Questo Salvini lo sapeva. E se non fosse sempre più distaccato dalla realtà avrebbe anche potuto, e dovuto, immaginare che la sua giornata pistoiese sarebbe andata a finire male. Così, mentre il leader della Lega si affidava a parole di circostanza (“Bolsonaro è un capo di Stato venuto a omaggiare i suoi caduti morti per la libertà degli italiani, mi sarebbe piaciuto che tutti intervenissero a questa importante ricorrenza”), ricevendo un cambio un silenzio glaciale da Fdi e Fi, le uniche notizie che gli arrivavano sullo smartphone erano quelle sul nuovo libro di Bruno Vespa, a cui Giancarlo Giorgetti ha confidato di sognare la Lega nei Popolari europei, notoriamente durissimi con il più che discusso presidente brasiliano.
Intanto in piazza del Duomo facevano la loro bella figura le 250-300 persone che animavano il presidio di protesta contro Bolsonaro (e Salvini). In prima fila l’associazione Palomar dell’ex sindaco Bertinelli, poi la sinistra cittadina in tutte le sue declinazioni, l’Arci, Libera e altre realtà più piccole dell’associazionismo cittadino. “Una bella giornata di antifascismo”, ha tirato le somme Ivano Bechini di Rifondazione comunista. Mentre le telecamere dei media nazionali, impegnate nel dar conto sia della commemorazione al cimitero di San Rocco che delle proteste cittadine, fotografavano una situazione di assoluta tranquillità per una manifestazione corroborata anche dalle parole del Pd (“La presenza di Bolsonaro a Pistoia è un’offesa alla città”), e dei 5 Stelle (“Quella di Bolsonaro è stata una visita indigesta”).

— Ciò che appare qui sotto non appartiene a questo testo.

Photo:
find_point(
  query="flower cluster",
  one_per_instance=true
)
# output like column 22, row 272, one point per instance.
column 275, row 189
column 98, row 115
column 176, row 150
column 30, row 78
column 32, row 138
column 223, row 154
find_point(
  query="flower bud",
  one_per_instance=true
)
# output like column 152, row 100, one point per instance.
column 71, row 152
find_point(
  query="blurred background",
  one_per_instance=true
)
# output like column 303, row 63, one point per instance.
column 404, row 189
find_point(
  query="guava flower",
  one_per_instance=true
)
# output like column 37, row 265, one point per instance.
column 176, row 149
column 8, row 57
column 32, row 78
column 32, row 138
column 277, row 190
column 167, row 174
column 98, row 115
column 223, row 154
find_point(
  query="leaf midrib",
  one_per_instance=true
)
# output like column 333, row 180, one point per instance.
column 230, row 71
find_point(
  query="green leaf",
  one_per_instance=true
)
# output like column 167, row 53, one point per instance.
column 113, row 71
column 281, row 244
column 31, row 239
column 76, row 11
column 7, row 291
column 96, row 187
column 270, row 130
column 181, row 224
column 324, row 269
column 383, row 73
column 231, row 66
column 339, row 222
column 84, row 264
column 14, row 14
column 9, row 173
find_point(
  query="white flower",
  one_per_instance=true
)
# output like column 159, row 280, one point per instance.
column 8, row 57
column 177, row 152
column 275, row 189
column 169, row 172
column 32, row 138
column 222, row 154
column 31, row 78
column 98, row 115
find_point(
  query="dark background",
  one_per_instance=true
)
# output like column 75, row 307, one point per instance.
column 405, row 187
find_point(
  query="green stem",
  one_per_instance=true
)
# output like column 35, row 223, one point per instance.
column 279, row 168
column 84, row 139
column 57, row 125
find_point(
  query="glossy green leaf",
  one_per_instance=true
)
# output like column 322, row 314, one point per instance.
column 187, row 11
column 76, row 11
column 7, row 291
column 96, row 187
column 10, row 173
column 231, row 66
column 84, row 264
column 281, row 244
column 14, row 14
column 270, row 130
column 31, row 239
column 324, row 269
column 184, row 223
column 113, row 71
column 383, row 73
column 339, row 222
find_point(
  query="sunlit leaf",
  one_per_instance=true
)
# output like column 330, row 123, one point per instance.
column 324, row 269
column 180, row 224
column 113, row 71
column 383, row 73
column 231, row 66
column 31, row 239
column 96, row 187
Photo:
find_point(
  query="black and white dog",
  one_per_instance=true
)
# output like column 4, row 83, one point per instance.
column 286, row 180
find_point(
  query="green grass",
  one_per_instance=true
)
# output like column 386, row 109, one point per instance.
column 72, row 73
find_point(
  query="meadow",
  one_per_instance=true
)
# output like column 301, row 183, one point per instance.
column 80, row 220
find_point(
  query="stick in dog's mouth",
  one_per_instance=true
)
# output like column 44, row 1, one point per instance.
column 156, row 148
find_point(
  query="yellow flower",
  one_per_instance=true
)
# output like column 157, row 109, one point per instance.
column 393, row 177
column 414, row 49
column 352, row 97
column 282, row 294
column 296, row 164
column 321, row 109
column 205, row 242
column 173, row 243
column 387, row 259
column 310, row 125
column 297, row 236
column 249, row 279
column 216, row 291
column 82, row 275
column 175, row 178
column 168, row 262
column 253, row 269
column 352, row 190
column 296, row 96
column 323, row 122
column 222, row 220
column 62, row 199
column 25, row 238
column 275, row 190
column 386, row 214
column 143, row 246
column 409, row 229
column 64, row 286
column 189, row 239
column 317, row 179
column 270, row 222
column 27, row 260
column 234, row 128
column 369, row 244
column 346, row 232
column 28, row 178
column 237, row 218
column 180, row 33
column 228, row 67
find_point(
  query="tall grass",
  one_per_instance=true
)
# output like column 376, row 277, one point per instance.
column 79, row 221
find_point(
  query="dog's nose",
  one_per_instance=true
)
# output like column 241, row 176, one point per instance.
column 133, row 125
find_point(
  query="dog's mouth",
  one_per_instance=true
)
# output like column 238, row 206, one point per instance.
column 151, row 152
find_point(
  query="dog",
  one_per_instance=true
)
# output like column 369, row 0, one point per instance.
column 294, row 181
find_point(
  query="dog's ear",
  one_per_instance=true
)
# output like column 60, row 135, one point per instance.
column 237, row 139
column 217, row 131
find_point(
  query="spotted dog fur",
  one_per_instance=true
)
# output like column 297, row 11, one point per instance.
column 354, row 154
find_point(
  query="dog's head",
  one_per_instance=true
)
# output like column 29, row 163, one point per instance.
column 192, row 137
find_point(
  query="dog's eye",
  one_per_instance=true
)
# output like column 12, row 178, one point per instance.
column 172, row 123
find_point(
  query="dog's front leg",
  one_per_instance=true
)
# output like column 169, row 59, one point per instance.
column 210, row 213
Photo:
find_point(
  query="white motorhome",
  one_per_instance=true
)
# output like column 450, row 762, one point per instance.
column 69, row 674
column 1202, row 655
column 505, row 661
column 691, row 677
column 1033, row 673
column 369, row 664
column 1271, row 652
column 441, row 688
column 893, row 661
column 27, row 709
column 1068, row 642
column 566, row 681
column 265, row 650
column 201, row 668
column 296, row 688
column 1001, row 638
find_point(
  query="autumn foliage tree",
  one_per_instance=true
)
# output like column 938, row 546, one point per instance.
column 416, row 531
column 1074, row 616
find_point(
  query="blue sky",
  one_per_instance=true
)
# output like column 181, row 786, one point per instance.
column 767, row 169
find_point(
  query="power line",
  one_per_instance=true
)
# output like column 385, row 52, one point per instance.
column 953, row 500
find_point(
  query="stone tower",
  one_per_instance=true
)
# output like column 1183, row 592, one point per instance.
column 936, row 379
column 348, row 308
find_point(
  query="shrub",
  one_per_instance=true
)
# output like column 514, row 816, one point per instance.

Nel pomeriggio infine c’è stata la seconda manifestazione, quella organizzata da Anpi, Cgil e ancora Arci e Libera, ancor più partecipata – ai manifestanti del mattino si sono aggiunti quelli più “moderati”, dem e pentastellati di fede contiana – e al tempo stesso più istituzionale. Perché al cimitero di San Rocco, dove sorge il monumento votivo in memoria dei 462 soldati brasiliani che hanno perso la vita combattendo sulla Linea Gotica tra l’ottobre del ’44 e la primavera del ’45, ogni anno i pistoiesi si raccolgono per ricordare e ringraziare, in silenzio, quei ragazzi di vent’anni catapultati in un altro continente per contribuire, con la loro vita, alla sconfitta del nazifascismo. E se la trentina di emigrati brasiliani che al mattino avevano applaudito l’arrivo di Bolsonaro, cantando l’inno e sventolando bandiere del loro paese, potevano avere qualche attenuante, Salvini e i leghisti cittadini che lo accompagnavano non ne avevano una che una, nonostante la difesa d’ufficio che il Carroccio ha poi affidato al governatore veneto Luca Zaia.